Aujourd’hui: « L’affaire Courilof » de Irène Némirovsky. (1932)
Alors que la monarchie russe vit ses derniers jours, un jeune bolchevique est chargé d’éliminer un ministre du Tsar tombé en disgrâce. Pour parvenir à ses fins, le jeune homme se fait passer auprès de sa victime pour un médecin. Sa cible est en effet un vieillard malade, ce qui n’ira pas sans susciter des troubles de la conscience chez celui qui doit l’assassiner.
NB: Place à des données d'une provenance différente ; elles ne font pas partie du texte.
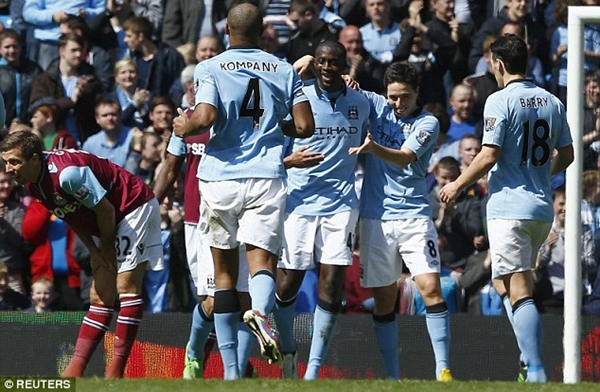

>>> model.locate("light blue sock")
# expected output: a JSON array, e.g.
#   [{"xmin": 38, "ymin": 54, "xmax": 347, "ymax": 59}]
[
  {"xmin": 273, "ymin": 297, "xmax": 296, "ymax": 354},
  {"xmin": 250, "ymin": 270, "xmax": 275, "ymax": 317},
  {"xmin": 187, "ymin": 303, "xmax": 215, "ymax": 359},
  {"xmin": 513, "ymin": 298, "xmax": 546, "ymax": 382},
  {"xmin": 502, "ymin": 295, "xmax": 527, "ymax": 364},
  {"xmin": 425, "ymin": 310, "xmax": 450, "ymax": 378},
  {"xmin": 304, "ymin": 305, "xmax": 337, "ymax": 380},
  {"xmin": 238, "ymin": 322, "xmax": 256, "ymax": 377},
  {"xmin": 215, "ymin": 312, "xmax": 241, "ymax": 380},
  {"xmin": 373, "ymin": 314, "xmax": 400, "ymax": 380}
]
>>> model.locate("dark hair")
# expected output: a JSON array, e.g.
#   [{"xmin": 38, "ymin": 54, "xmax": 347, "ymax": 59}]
[
  {"xmin": 383, "ymin": 61, "xmax": 421, "ymax": 91},
  {"xmin": 58, "ymin": 33, "xmax": 85, "ymax": 48},
  {"xmin": 227, "ymin": 3, "xmax": 263, "ymax": 42},
  {"xmin": 0, "ymin": 131, "xmax": 44, "ymax": 160},
  {"xmin": 123, "ymin": 16, "xmax": 153, "ymax": 40},
  {"xmin": 490, "ymin": 34, "xmax": 528, "ymax": 75},
  {"xmin": 435, "ymin": 156, "xmax": 460, "ymax": 173},
  {"xmin": 315, "ymin": 40, "xmax": 346, "ymax": 63},
  {"xmin": 0, "ymin": 29, "xmax": 23, "ymax": 46}
]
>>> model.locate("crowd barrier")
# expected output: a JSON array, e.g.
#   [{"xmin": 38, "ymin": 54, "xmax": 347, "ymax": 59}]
[{"xmin": 0, "ymin": 312, "xmax": 600, "ymax": 382}]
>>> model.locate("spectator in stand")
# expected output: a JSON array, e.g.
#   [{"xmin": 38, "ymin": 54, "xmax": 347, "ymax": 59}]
[
  {"xmin": 162, "ymin": 0, "xmax": 207, "ymax": 48},
  {"xmin": 106, "ymin": 58, "xmax": 150, "ymax": 129},
  {"xmin": 475, "ymin": 22, "xmax": 546, "ymax": 87},
  {"xmin": 144, "ymin": 96, "xmax": 176, "ymax": 145},
  {"xmin": 258, "ymin": 23, "xmax": 279, "ymax": 55},
  {"xmin": 583, "ymin": 71, "xmax": 600, "ymax": 170},
  {"xmin": 22, "ymin": 200, "xmax": 83, "ymax": 310},
  {"xmin": 123, "ymin": 16, "xmax": 185, "ymax": 96},
  {"xmin": 360, "ymin": 0, "xmax": 400, "ymax": 64},
  {"xmin": 0, "ymin": 29, "xmax": 42, "ymax": 126},
  {"xmin": 60, "ymin": 15, "xmax": 115, "ymax": 91},
  {"xmin": 25, "ymin": 277, "xmax": 56, "ymax": 313},
  {"xmin": 0, "ymin": 160, "xmax": 29, "ymax": 295},
  {"xmin": 29, "ymin": 33, "xmax": 104, "ymax": 143},
  {"xmin": 125, "ymin": 132, "xmax": 163, "ymax": 186},
  {"xmin": 549, "ymin": 0, "xmax": 600, "ymax": 105},
  {"xmin": 23, "ymin": 0, "xmax": 105, "ymax": 69},
  {"xmin": 81, "ymin": 98, "xmax": 133, "ymax": 167},
  {"xmin": 446, "ymin": 83, "xmax": 481, "ymax": 141},
  {"xmin": 463, "ymin": 35, "xmax": 498, "ymax": 121},
  {"xmin": 394, "ymin": 0, "xmax": 449, "ymax": 108},
  {"xmin": 0, "ymin": 261, "xmax": 31, "ymax": 311},
  {"xmin": 537, "ymin": 186, "xmax": 597, "ymax": 314},
  {"xmin": 339, "ymin": 26, "xmax": 386, "ymax": 94},
  {"xmin": 31, "ymin": 99, "xmax": 78, "ymax": 150},
  {"xmin": 287, "ymin": 0, "xmax": 337, "ymax": 64},
  {"xmin": 469, "ymin": 0, "xmax": 549, "ymax": 72},
  {"xmin": 428, "ymin": 157, "xmax": 488, "ymax": 270}
]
Irène Némirovsky surprend par cette « Affaire Courilov » qui se rapproche sans le dire du roman noir. Oui, elle surprend elle qui était habituée aux chroniques acides du Grand Monde. Certes, ce court récit ne s’écarte pas vraiment de ce milieu mais là il y a un projet d’attentat dans l’affaire, et cela change les choses. On ne blesse plus à coups de disgrâces sociales, on ne ruine plus les fortunes. On tue. Je n’ajouterai pas « Tout simplement » car la tâche de Léon, l’assassin mandaté par les Bolcheviques, va s’avérer plus difficile que prévu. A ce propos, « L’affaire Courilov » offre une vision intéressante des rapports qu’entretient un tueur avec sa cible. Partant le coeur froid, déterminé à accomplir sa mission, Léon méprise d’abord le vieux ministre puis le prend en pitié en raison de sa maladie. De surcroît, le livre offre un éclairage assez rare sur la révolution russe en révélant la piètre opinion que les révolutionnaires avaient du peuple qu’ils étaient censés « libérer ». Il faut lire les pages ou Léon -qui est également le narrateur- évoque son enfance au milieu de « petits paysans bien stupides »

Un mot de l’auteur avant de finir, Irène Némirovsky (1903/1942) fille de financiers ukrainiens installés en France pour fuir la révolution bolchevique. Marquée par la culture et la littérature de son pays d’adoption, la jeune femme se découvre une vocation d’écrivain. Elle laissera une oeuvre faite de romans courts et de nouvelles satiriques. Elle mourut en déportation. L’histoire littéraire étant cruelle, elle recevra le prix Renaudot en 2004 pour sa fresque inachevée sur la débâcle française « Suite française ». Une journaliste fit alors remarquer que le jury attribuait sa récompense à un auteur défunt (Non, je n’écrirai jamais en inclusif, na!) parce que le niveau des vivants était trop bas. On ne saurait mieux dire. Et ça ne s’est pas arrangé depuis!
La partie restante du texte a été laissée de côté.